The car, which is constructed using lighter, stronger aluminium like the XJ flagship, sprints from a standstill to 62 mph in 5.9 seconds. It is bigger than the car it replaces, and provides a much more comfortable, roomy interior, although the seats in the back are really useless. Top speed is limited to 155 mph. Later this year there will be a cheaper 3.5 litre model, and by the end of the year, a hot XKR. In 2007, expect a V-8 diesel-powered XK.
The car that I drove around the Cotswolds had a couple of worrying faults. A new system designed to let the passengers hear a muted version of the car's magnificent V-8 howl didn't work, and instead transmitted the sound of angry wasps from the glove locker when the car hit 70 mph.
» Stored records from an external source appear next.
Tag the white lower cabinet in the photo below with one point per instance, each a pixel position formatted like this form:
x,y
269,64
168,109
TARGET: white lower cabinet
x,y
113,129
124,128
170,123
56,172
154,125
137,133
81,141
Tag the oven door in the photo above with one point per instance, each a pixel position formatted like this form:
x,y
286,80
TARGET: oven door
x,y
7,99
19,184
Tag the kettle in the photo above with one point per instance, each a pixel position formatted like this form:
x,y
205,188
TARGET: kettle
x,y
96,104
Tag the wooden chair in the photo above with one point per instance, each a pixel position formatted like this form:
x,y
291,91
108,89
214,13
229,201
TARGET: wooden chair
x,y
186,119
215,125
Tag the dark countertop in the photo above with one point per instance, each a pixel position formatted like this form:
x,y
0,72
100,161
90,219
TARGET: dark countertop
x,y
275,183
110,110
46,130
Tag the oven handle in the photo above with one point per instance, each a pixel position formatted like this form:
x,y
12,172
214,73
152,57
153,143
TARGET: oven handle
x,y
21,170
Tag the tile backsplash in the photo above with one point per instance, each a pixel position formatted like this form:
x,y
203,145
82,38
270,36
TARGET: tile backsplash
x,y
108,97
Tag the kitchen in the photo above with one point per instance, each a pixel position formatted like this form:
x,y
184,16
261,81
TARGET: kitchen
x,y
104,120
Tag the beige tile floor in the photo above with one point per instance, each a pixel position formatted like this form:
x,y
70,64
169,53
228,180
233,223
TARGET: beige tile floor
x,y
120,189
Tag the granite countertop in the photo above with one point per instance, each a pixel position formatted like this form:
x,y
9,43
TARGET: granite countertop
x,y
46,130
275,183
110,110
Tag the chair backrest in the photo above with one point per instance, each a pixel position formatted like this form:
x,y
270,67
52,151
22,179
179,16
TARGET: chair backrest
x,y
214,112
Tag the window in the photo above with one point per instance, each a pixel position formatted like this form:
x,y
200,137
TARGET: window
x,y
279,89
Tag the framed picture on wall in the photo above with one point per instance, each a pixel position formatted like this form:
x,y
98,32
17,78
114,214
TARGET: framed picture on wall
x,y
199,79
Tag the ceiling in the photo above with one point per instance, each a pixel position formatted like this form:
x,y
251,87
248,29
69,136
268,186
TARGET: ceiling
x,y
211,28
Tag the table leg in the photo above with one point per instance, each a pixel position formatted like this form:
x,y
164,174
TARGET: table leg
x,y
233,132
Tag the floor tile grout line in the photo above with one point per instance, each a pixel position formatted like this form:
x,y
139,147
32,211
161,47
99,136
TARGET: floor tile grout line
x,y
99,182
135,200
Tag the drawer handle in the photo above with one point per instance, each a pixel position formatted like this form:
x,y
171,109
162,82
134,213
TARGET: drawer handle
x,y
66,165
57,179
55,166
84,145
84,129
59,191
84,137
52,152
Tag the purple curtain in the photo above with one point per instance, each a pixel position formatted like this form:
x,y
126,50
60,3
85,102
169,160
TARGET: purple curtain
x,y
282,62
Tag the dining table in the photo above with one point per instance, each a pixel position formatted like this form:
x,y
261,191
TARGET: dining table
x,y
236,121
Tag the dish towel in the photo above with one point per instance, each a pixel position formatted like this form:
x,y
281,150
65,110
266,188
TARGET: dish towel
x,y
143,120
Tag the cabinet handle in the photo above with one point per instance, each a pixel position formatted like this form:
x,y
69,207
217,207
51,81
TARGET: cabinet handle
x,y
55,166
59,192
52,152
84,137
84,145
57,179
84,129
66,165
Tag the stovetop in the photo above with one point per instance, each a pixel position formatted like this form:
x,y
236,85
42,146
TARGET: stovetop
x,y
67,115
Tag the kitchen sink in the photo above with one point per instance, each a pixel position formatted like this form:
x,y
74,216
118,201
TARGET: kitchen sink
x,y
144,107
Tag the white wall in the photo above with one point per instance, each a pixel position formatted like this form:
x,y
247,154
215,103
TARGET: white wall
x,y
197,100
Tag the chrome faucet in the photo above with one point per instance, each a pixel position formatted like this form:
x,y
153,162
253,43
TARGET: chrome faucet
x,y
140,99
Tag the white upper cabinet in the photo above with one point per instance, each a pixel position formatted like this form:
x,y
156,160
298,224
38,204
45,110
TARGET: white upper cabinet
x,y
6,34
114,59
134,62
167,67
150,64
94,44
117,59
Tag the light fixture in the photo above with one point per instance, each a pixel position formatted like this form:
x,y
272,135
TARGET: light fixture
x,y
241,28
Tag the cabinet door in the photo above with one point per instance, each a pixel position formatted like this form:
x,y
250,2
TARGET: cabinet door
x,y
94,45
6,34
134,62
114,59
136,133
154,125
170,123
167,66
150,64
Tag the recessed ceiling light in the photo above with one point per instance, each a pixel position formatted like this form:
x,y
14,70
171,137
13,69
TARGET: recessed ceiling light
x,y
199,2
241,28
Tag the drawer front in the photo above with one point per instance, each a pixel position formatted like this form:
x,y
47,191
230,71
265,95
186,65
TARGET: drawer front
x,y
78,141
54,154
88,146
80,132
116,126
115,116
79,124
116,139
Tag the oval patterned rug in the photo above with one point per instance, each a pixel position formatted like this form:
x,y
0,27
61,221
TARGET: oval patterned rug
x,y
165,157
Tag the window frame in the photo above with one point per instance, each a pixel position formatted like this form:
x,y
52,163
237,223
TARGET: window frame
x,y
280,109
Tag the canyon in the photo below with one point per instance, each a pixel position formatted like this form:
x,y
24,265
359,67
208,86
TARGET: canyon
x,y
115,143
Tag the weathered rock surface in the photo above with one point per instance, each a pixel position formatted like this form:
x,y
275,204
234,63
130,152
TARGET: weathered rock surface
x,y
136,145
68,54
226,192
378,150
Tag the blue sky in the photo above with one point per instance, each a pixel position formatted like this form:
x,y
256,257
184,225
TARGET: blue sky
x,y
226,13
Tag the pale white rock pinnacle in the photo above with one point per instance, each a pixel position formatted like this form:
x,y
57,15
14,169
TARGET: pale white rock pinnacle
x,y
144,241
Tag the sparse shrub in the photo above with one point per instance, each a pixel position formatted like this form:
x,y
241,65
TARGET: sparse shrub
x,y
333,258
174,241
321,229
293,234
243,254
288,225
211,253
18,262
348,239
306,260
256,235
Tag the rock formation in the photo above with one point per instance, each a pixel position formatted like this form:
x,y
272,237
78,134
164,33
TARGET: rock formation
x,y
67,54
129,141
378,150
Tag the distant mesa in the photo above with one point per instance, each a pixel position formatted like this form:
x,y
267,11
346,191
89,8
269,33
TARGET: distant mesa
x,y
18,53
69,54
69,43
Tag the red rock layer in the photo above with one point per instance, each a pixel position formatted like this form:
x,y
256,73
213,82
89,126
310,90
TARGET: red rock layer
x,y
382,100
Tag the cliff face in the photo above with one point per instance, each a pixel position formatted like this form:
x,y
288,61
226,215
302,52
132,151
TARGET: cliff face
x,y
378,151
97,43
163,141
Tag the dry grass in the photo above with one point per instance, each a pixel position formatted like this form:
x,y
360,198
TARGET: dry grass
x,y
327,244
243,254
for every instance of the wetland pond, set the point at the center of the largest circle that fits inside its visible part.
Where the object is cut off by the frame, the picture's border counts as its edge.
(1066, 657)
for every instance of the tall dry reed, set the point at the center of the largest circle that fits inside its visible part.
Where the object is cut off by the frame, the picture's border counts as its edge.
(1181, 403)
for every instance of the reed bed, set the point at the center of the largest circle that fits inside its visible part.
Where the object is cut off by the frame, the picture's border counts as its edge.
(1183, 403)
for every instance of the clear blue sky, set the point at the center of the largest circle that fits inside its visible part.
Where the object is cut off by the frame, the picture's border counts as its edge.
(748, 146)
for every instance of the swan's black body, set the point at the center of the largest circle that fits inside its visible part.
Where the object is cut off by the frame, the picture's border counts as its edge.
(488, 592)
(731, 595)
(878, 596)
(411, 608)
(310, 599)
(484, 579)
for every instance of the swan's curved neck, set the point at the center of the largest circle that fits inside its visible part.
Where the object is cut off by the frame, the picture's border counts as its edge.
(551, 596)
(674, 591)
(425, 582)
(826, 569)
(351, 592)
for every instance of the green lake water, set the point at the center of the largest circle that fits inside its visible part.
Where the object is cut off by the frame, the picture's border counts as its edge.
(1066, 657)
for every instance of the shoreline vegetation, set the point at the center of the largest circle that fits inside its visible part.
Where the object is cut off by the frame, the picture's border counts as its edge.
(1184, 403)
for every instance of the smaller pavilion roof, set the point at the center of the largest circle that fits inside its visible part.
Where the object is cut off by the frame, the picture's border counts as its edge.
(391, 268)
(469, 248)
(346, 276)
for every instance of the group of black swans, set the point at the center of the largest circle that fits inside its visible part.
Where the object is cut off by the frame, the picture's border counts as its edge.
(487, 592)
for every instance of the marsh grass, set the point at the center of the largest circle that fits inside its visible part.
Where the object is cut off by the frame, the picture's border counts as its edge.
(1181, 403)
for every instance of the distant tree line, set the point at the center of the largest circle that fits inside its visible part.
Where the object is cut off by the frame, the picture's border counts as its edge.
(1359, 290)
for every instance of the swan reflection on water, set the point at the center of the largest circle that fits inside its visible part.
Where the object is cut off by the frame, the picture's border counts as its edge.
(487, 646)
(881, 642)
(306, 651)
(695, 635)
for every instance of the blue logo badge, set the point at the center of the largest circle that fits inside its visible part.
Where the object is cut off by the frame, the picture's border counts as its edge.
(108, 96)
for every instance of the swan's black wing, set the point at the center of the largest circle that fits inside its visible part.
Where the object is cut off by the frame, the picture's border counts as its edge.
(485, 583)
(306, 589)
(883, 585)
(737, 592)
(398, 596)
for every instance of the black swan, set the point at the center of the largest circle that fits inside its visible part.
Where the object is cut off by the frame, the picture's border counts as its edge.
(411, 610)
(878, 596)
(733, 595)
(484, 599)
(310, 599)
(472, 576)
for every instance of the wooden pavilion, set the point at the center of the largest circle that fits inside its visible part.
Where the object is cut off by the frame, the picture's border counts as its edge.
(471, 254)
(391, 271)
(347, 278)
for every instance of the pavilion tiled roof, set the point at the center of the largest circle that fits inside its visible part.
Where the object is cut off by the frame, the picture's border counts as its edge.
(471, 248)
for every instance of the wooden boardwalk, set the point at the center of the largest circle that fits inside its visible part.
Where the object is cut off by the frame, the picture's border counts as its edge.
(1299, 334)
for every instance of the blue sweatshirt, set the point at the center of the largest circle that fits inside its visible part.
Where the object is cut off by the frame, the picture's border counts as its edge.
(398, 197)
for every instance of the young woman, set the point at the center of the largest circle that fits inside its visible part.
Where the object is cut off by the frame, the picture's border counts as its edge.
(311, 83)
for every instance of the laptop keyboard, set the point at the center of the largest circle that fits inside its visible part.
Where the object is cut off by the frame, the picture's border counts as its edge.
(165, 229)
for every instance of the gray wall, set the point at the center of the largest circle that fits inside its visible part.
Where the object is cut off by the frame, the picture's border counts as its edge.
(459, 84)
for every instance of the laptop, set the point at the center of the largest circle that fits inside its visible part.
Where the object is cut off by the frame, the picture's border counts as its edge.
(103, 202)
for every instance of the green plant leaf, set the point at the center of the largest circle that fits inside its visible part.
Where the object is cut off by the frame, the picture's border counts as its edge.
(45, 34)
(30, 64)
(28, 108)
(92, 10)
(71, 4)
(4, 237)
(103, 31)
Toward the end of the drive, "Engine Systems Fault" appeared on the control panel, although this didn't lead to any obvious problems. Another journalist complained of an ABS and traction control failure. Teething troubles surely.
XK should do ok
Global Insight's Couchman expects the XK to "do OK" and sell around 11,000 a year. Jaguar should survive and he is a little more positive than B&D's Dudenhoeffer, seeing total volume of around 95,000 by 2010.
So where does this leave Jaguar, a company that let it be known that it would be selling maybe 300,000 cars a year by now, and which is actually selling about 80,000.
"Think of BMW at an early stage of development in the 1970s and 1980s, when it was playing catch up with Mercedes," said Couchman.
BMW overhauled Mercedes last year as the world's biggest premium car manufacturer, and produced more than 1.3 million vehicles.
That shows it is possible. If Jaguar can do just a bit better than BMW, it will be the world's biggest luxury manufacturer by, say, 2031. You read it here first.